In the facial area, non-hypertrophic scars are often considered a cosmetic problem. Various methods are used to make scars in the facial area less noticeable.

If the scar lies across the natural skin lines, a shift along the tension lines (eg through a Z-plastic) can already lead to a significant improvement. Other scars on the face (such as acne) can be alleviated by dermabrasion. Dermabrasion removes the top layers of skin with a special, high-frequency sander. This procedure smooths the skin surface, but does not make the scar completely invisible.




Z-plasty is a plastic surgical method to better fit a scar in the skin's natural tension lines. Even with contractures, a relaxation of the tissue and thus a significant improvement in the appearance can be achieved. However, Z-plasty is not the appropriate treatment for all scars. Whether or not it is suitable in individual cases is reserved for the judgment of an experienced specialist in aesthetic plastic surgery.

After the excision of the scar, triangular flaps are applied at an angle of about 45 ° to the scar. The displacement of the lobe tips results in a Z-shaped scar line, which is closed with fine stitching. Small Z-sculptures are usually performed on an outpatient basis under local anesthesia. This procedure makes scars less noticeable, however, they cannot completely be removed.


Skin transplantation and plastic cloth


Skin sculptures and skin grafts may be required for optimal plastic surgery of larger areas of scar. Frequently, a stay in a clinic is necessary, and depending on the planned surgery general anesthesia may be appropriate. The healing phase can last for several weeks and often supportive bandages and bandages are essential.

The skin grafting involves the removal of healthy skin from a suitable body site to cover the defect of the injured body site. The skin grows at the new site while clogging blood vessels. Skin grafting is associated with the formation of scars at the collection and application areas.

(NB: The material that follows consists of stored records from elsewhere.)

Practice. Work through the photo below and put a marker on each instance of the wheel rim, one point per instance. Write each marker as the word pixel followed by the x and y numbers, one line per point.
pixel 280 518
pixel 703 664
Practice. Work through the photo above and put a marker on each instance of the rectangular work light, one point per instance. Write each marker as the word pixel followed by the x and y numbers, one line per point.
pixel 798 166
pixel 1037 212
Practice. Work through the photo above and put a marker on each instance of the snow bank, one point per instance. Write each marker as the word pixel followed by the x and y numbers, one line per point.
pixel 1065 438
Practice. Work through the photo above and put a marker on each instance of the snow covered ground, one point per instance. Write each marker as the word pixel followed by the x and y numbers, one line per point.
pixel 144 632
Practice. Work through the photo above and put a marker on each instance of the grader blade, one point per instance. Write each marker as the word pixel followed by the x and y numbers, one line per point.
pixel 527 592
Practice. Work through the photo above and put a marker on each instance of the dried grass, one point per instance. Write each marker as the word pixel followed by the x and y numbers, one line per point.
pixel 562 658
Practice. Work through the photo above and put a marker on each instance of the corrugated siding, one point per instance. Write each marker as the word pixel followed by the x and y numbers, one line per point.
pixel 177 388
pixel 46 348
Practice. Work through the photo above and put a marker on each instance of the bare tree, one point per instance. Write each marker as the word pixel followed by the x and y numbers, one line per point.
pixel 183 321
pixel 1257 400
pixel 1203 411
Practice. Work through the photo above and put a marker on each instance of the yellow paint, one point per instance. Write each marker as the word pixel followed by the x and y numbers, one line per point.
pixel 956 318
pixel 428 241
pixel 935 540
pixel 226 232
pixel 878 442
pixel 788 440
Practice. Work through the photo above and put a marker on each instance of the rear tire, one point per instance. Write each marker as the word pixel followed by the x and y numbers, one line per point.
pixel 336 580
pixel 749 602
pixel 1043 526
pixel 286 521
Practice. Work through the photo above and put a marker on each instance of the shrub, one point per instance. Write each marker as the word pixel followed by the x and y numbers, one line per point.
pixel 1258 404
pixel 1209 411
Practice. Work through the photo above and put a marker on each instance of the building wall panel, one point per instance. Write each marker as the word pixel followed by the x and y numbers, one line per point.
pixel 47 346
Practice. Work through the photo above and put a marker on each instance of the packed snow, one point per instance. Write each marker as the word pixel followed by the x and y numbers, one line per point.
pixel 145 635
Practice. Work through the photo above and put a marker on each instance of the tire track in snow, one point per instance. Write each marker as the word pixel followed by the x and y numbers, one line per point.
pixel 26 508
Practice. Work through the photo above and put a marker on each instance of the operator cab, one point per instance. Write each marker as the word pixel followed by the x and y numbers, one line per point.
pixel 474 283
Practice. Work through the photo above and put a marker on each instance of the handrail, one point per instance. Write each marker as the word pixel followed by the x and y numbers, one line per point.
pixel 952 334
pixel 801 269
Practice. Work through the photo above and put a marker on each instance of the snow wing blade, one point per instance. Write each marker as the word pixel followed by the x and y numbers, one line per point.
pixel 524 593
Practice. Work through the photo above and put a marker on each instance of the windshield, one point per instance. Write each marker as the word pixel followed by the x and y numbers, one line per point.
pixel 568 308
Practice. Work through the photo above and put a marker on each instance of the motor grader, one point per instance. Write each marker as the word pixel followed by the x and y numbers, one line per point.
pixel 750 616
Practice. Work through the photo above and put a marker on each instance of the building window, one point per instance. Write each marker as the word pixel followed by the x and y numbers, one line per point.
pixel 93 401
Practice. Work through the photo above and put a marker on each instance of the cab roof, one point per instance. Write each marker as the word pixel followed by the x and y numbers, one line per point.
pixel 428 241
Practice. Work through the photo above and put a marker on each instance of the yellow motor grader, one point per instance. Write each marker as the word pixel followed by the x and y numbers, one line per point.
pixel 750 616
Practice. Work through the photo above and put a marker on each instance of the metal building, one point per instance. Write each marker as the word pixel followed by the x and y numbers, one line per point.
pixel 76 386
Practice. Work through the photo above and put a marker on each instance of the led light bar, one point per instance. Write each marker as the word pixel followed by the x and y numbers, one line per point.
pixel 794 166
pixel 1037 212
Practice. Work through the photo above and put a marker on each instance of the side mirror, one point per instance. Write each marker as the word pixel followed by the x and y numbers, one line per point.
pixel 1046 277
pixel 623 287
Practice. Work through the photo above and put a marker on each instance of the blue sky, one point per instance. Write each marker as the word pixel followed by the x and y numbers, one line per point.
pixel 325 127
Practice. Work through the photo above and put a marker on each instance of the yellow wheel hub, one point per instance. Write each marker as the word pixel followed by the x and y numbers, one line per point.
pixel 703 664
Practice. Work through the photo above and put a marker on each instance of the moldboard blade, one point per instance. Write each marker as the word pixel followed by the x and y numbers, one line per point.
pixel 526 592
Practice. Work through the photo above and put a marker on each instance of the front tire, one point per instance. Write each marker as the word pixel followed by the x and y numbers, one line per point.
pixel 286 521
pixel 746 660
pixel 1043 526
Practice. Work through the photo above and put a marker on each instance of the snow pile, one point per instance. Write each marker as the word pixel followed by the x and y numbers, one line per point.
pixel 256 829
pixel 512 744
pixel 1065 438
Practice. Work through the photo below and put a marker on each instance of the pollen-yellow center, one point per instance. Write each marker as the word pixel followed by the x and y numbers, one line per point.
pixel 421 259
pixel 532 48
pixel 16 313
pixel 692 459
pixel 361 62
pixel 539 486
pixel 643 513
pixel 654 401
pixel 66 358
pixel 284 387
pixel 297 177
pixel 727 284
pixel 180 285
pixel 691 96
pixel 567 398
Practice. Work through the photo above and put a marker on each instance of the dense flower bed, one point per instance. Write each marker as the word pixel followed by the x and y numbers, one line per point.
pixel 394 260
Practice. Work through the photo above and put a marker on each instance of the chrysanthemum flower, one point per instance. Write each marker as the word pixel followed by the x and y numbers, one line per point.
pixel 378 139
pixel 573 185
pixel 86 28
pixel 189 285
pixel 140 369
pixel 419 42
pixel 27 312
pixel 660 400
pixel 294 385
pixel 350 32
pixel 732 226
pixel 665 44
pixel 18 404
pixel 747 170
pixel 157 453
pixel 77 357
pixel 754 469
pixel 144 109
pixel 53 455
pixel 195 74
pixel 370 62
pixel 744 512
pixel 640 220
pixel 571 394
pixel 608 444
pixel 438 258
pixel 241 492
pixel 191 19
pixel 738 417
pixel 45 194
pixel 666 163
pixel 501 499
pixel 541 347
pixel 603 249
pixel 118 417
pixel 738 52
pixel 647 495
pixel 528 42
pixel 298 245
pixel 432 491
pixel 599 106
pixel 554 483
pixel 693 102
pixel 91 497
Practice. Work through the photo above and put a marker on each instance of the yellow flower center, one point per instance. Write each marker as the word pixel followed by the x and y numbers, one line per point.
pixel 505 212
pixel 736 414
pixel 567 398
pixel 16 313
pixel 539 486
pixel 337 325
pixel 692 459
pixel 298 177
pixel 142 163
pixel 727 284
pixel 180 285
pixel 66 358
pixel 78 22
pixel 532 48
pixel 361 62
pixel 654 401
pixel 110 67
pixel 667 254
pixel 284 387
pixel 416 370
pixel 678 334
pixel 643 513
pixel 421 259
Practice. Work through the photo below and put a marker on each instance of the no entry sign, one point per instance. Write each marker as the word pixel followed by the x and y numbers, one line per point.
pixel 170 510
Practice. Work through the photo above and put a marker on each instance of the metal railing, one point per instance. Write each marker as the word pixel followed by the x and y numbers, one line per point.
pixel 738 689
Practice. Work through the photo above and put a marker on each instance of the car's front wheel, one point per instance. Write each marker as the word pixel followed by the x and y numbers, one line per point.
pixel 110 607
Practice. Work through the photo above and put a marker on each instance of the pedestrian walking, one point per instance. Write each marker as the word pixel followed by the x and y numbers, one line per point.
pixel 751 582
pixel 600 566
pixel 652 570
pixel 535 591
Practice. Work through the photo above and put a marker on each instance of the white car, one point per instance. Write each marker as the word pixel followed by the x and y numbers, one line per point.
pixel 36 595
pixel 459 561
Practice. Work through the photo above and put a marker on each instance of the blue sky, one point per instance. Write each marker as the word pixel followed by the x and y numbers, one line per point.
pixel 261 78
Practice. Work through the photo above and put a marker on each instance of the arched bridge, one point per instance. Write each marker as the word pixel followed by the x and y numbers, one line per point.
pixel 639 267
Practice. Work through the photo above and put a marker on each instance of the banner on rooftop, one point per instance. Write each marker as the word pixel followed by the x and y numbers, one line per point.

Another complex procedure is the creation of a flap-shaped plastic in individually adapted form. The skin is transplanted with the underlying tissue, if necessary also with muscle tissue, from a healthy body site to cover the injury-related defect. The blood supply of the flap plastic can either be maintained by appropriate local displacement or be ensured by remote use by a simultaneous microsurgical transplantation of blood vessels.


The anesthesia in scar correction

As a rule, scar corrections are made under local anesthesia. Prior to this you will be given, if desired, a sedative, either in the form of a tablet or as an intravenous injection into a vein in the arm, which will put you in a kind of twilight sleep. The patient is awake, but relaxed and painfree. It may be that you occasionally feel a pull or pluck in the operating area during the operation.

If general anesthesia is planned, you will in any case be examined by an anesthesiologist before the operation to clarify your anesthetic ability. Of course, the anesthesiologist is also present during the entire operation and controls and monitors the anesthesia.